Collaborative Research: CYBORG cells: Modular integration of synthetic organelles into living cells

合作研究：CYBORG 细胞：将合成细胞器模块化整合到活细胞中

• 批准号: 1935262
• 负责人: Saad Bhamla
• 金额: $ 44.36万
• 依托单位: Georgia Tech Research Corporation
• 依托单位国家: 美国
• 项目类别: Standard Grant
• 财政年份: 2019
• 资助国家: 美国
• 起止时间: 2019-09-01 至 2023-08-31
• 项目状态: 已结题
• 来源: https://www.nsf.gov/awardsearch/showAward?AWD_ID=1935262&HistoricalAwards=false
• 关键词: Collaborative; Research; CYBORG; cells; Modular

As part of a larger effort to understand fundamental rules of life, this project aims to make hybrid cells with living and artificial parts in order to ask how cellular organelles function together as modular units. Cells contain diverse organelles that play specific roles and interact with other functional units. By developing hybrids of living cells with synthetic parts (cyborgs), this project provides an innovative approach to understand modularity. Immediate goals are to develop artificial cytoskeletons to allow control of cell shape and organization upon command, offering insights into basic cellular processes. This project also examines societal impacts to inform the team's researchers and to help prepare public presentations to increase broader impacts. This work should spark public discussion on the role of hybrid organisms in society and will examine public concerns of producing something 'unnatural.' Additional impacts include training a highly interdisciplinary research team, with intensive mentoring in each group and across groups. The topic will engage the public and provide opportunity for numerous outreach projects and public events.How cellular processes can be explained by modularity remains poorly understood, partly because of the lack of tools for manipulating whole organelles. The project focuses on developing two types of artificial cytoskeletons (synCyto) that can be introduced into living cells and controlled experimentally, based on: 1) Spirostomum myonemes and (2) Magnetic particles (Magnetic Robotic Swarms). The prediction is that these will form dynamic assemblages inside of cells that can be controllable experimentally through inputs such as light or magnetic fields to change cell shape and move other organelles. This work provides proof of principle towards developing hybrid cells with multiple synthetic organelles. Such synthetic organelles promise to provide prosthetic function to replace or augment native organelles, and have the potential to confer new and enhanced cellular functions.This award reflects NSF's statutory mission and has been deemed worthy of support through evaluation using the Foundation's intellectual merit and broader impacts review criteria.
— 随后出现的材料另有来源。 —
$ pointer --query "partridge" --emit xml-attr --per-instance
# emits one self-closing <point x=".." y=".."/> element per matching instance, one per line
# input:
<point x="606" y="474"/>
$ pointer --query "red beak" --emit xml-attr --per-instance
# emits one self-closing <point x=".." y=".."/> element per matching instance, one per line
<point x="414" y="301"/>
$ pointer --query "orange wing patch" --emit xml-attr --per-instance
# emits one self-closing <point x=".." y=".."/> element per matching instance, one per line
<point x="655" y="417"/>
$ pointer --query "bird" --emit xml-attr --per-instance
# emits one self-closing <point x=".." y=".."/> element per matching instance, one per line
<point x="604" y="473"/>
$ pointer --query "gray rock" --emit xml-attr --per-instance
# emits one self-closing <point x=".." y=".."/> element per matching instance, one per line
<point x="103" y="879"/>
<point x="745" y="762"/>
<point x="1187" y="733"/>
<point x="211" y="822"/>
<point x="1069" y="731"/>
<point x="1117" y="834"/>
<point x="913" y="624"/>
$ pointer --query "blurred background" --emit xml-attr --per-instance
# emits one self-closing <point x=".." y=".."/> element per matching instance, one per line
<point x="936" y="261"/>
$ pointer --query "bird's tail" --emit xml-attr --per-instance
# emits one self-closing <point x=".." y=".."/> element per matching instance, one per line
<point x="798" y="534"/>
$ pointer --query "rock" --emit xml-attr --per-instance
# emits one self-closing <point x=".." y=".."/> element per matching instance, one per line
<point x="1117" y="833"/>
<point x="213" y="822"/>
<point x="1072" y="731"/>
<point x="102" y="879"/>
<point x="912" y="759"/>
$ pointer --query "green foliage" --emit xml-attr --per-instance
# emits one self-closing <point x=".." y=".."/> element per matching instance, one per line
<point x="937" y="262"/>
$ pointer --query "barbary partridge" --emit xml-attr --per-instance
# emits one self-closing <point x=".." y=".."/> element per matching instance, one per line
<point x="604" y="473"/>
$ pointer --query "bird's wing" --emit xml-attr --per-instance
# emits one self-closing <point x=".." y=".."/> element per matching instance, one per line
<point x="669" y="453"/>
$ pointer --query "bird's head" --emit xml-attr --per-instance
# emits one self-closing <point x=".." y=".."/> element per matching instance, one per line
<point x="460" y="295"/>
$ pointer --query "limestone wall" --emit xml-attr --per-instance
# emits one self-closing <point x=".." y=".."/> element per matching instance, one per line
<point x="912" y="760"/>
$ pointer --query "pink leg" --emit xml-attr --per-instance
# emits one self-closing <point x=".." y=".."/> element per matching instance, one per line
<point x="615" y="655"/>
作为理解生命基本规则的更大努力的一部分，该项目旨在制造具有活的和人造部分的杂交细胞，以便研究细胞细胞器如何作为模块单元一起发挥作用。细胞含有不同的细胞器，这些细胞器扮演特定的角色并与其他功能单位相互作用。通过开发活细胞与合成部分(半机械人)的杂交，该项目提供了一种理解模块化的创新方法。目前的目标是开发人造细胞骨架，以便根据命令控制细胞的形状和组织，从而提供对基本细胞过程的洞察。该项目还审查了社会影响，以向该小组的研究人员提供信息，并帮助准备公开陈述，以增加更广泛的影响。这项工作应该会引发公众对杂交生物体在社会中的作用的讨论，并将研究公众对产生不自然的东西的担忧。其他影响包括培训一个高度跨学科的研究团队，在每个小组和跨小组进行密集指导。这一专题将吸引公众参与，并为许多外联项目和公共活动提供机会。细胞过程如何通过模块化来解释仍然知之甚少，部分原因是缺乏操纵整个细胞器的工具。该项目专注于开发两种类型的人造细胞骨架(SynCyto)，它们可以被引入活细胞并进行实验控制，其基础是：1)螺旋口肌丝；(2)磁性颗粒(磁性机器人群)。据预测，这些细胞将在细胞内形成动态组合，可以通过光或磁场等输入来改变细胞形状和移动其他细胞器，通过实验进行控制。这项工作为发展具有多个合成细胞器的杂交细胞提供了原则上的证据。这种合成细胞器承诺提供假体功能以取代或增强天然细胞器，并具有授予新的和增强的细胞功能的潜力。该奖项反映了NSF的法定使命，并通过使用基金会的智力优势和更广泛的影响审查标准进行评估，被认为值得支持。